Comissões Éticas de Investigação Clínica (CEIC)

Introdução

As Comissões Éticas de Investigação Clínica (CEIC) avaliam a aceitabilidade ética da investigação antes de se poderem inscrever participantes num estudo. Adicionalmente, as CEIC avaliam determinados aspetos financeiros e científicos relacionados.

Autoridade, função e mandato das Comissões Éticas de Investigação

A organização, estatuto legal e funcionamento das CEIC varia conforme o país. As CEIC são geralmente criadas por um governo ou autoridade institucional (como um hospital, uma instituição de investigação ou uma universidade).

Em alguns casos, as CEIC podem ser criadas por organizações privadas, mas estas deveriam ser publicamente responsáveis de alguma forma (p. ex. através de acreditação). Existem poucas evidências que sugiram que a qualidade da avaliação ética realizada por CEIC privadas seja diferente da de CEIC criadas por instituições ou organizações públicas.

As CEIC ajudam a garantir o bem-estar, a segurança e a proteção das pessoas que participam numa investigação. Para alcançar isto, deve ser obtida uma avaliação ética e um parecer favorável antes do início da investigação, e a investigação em curso será monitorizada continuamente.

Independência das CEIC e dos membros da comissão

As CEIC devem ser independentes dos promotores, financiadores, investigadores e não devem estar sujeitas a nenhuma influência indevida (p. ex. política, institucional, profissional ou comercial). Desta forma, garante-se que o interesse dos participantes na investigação é fundamental.

Conseguir a independência das CEIC é um desafio. Requer estabelecer a devida responsabilidade (ou seja, garantir que as pessoas adequadas são responsáveis) e conseguir que a composição dos membros seja equilibrada (ou seja, garantir que é envolvida a seleção de pessoas correta). Os membros de uma CEIC não devem ter conflitos de interesses ou, pelo menos, devem declará-los e geri-los devidamente. Os membros de uma CEIC com conflitos de interesse não poderão participar em decisões relativas a um protocolo de estudo concreto.

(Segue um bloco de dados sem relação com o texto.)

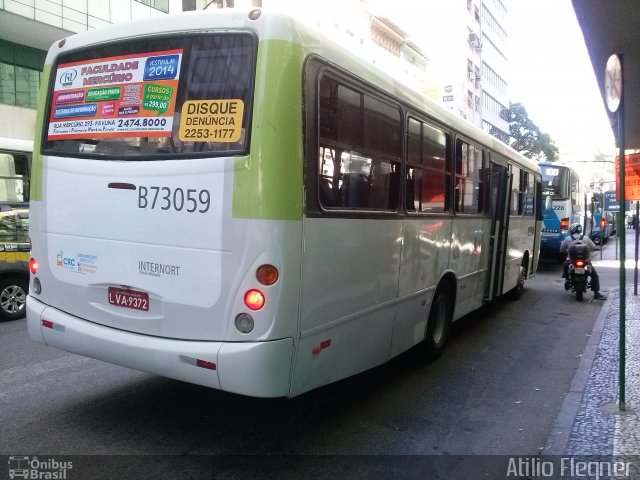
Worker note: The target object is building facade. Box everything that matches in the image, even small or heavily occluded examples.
[0,0,182,140]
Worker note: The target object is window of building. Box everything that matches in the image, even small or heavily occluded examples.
[318,76,402,210]
[406,118,451,213]
[0,39,46,108]
[135,0,169,13]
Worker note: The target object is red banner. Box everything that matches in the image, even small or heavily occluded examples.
[616,153,640,201]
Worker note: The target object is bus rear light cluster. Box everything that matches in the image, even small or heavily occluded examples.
[235,313,253,333]
[234,264,280,333]
[256,264,280,286]
[244,289,264,311]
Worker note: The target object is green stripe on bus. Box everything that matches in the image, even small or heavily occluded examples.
[29,64,51,200]
[232,40,305,220]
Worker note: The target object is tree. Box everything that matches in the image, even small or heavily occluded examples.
[509,103,558,162]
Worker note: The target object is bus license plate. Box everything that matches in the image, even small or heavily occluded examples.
[108,287,149,312]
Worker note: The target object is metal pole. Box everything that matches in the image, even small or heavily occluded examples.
[618,80,637,411]
[633,202,640,295]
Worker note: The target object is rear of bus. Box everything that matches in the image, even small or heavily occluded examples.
[27,10,302,397]
[540,163,572,258]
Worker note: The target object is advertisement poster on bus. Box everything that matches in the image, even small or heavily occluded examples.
[47,49,182,140]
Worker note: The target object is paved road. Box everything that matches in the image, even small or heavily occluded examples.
[0,247,615,478]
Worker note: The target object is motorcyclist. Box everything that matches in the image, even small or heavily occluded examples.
[560,223,607,300]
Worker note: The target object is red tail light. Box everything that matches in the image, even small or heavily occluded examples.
[244,290,264,310]
[29,258,38,275]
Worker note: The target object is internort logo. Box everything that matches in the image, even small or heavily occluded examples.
[138,260,180,277]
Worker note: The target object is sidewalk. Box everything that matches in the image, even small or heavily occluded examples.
[544,229,640,456]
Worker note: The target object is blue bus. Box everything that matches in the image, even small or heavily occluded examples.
[538,162,587,257]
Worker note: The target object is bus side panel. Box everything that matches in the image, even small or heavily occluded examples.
[502,216,536,294]
[449,216,491,320]
[391,216,452,356]
[293,218,402,395]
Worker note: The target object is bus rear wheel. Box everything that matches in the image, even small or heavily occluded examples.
[424,286,452,361]
[0,277,29,320]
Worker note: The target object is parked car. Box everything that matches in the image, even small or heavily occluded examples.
[0,208,31,320]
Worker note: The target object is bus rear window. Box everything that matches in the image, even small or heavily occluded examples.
[43,33,256,160]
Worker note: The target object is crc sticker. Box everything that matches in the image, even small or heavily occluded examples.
[56,250,98,274]
[178,99,244,143]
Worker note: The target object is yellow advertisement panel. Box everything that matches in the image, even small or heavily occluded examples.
[178,99,244,143]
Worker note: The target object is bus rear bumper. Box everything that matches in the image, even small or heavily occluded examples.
[27,296,293,397]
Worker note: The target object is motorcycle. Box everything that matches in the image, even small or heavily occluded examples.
[566,244,591,302]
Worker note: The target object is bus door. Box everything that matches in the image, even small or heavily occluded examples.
[485,160,510,300]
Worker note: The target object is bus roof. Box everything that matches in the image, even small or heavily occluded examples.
[46,8,539,171]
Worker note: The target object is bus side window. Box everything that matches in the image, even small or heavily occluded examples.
[318,76,402,210]
[405,118,451,213]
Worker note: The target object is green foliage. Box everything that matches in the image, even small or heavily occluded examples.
[509,103,558,162]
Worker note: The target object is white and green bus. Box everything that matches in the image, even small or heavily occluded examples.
[27,10,541,397]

Composição e aspetos operacionais

Uma CEIC é normalmente constituída por membros que reúnem a qualificação e experiência necessárias para garantir uma avaliação adequada dos aspetos éticos, científicos, médicos e financeiros de um estudo. Em muitos países, é necessária a existência de membros não científicos. Os membros deverão ser nomeados durante um período de tempo definido pela autoridade reconhecida em conformidade com um procedimento estabelecido. A CEIC pode escolher convidar especialistas externos que não sejam membros para prestar consultadoria relativamente a um projeto.

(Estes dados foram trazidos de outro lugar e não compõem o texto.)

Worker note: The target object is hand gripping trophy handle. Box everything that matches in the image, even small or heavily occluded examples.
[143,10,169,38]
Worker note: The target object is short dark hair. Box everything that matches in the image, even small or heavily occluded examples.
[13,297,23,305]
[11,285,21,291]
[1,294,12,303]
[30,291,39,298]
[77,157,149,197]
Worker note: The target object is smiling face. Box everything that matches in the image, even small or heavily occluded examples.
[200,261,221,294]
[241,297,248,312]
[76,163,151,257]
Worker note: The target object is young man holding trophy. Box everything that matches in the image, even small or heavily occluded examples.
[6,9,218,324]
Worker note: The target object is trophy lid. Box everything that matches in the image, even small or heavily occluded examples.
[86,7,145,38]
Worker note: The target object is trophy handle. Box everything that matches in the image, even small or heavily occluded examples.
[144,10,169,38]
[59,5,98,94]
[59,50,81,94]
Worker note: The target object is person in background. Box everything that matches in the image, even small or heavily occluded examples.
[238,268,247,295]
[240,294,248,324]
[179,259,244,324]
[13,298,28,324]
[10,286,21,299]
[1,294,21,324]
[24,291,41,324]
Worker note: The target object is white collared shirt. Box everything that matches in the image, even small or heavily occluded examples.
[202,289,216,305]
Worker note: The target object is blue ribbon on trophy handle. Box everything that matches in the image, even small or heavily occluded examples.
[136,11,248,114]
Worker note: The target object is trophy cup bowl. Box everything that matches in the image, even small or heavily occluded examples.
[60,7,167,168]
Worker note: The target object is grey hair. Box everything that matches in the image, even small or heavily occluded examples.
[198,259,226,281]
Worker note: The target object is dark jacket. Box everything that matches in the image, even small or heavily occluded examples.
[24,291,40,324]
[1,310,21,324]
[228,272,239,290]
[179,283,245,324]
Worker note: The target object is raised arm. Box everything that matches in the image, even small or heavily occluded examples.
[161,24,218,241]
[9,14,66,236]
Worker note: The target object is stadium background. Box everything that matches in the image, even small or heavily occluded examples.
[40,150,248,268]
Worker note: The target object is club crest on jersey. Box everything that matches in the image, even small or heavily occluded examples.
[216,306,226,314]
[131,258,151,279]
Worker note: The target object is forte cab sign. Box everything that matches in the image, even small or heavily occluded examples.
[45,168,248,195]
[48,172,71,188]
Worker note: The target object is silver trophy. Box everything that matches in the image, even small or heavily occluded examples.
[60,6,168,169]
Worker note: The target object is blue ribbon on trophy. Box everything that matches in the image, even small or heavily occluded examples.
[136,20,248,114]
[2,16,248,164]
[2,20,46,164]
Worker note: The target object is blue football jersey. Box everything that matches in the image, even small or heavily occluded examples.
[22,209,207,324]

CEIC constituídas devidamente e Procedimentos Operacionais Normalizados (SOP)

As CEIC devem garantir que os seus procedimentos escritos estão em conformidade com os requisitos nacionais, locais e/ou institucionais, assim como com os seus próprios SOP.

As diretrizes e regulamentos de alguns países especificam que os procedimentos operacionais da CEIC devem abranger:

  • Como as reuniões serão realizadas
  • Como os pedidos para análise de propostas devem ser efetuados
  • Como a CEIC tomará as suas decisões em reuniões anunciadas, incluindo o quórum mínimo (ou seja, o número mínimo de pessoas que é necessário estarem presentes e que votem de modo a se tomar uma decisão)
  • Detalhes do processo de avaliação ética
  • A regra de que nenhum participante se poderá inscrever antes de a CEIC ter tornado público um parecer favorável do estudo
  • O dever do investigador de informar imediatamente a CEIC sobre qualquer alteração substancial ao protocolo ou questão de segurança, incluindo acontecimentos adversos (AA) graves e inesperados.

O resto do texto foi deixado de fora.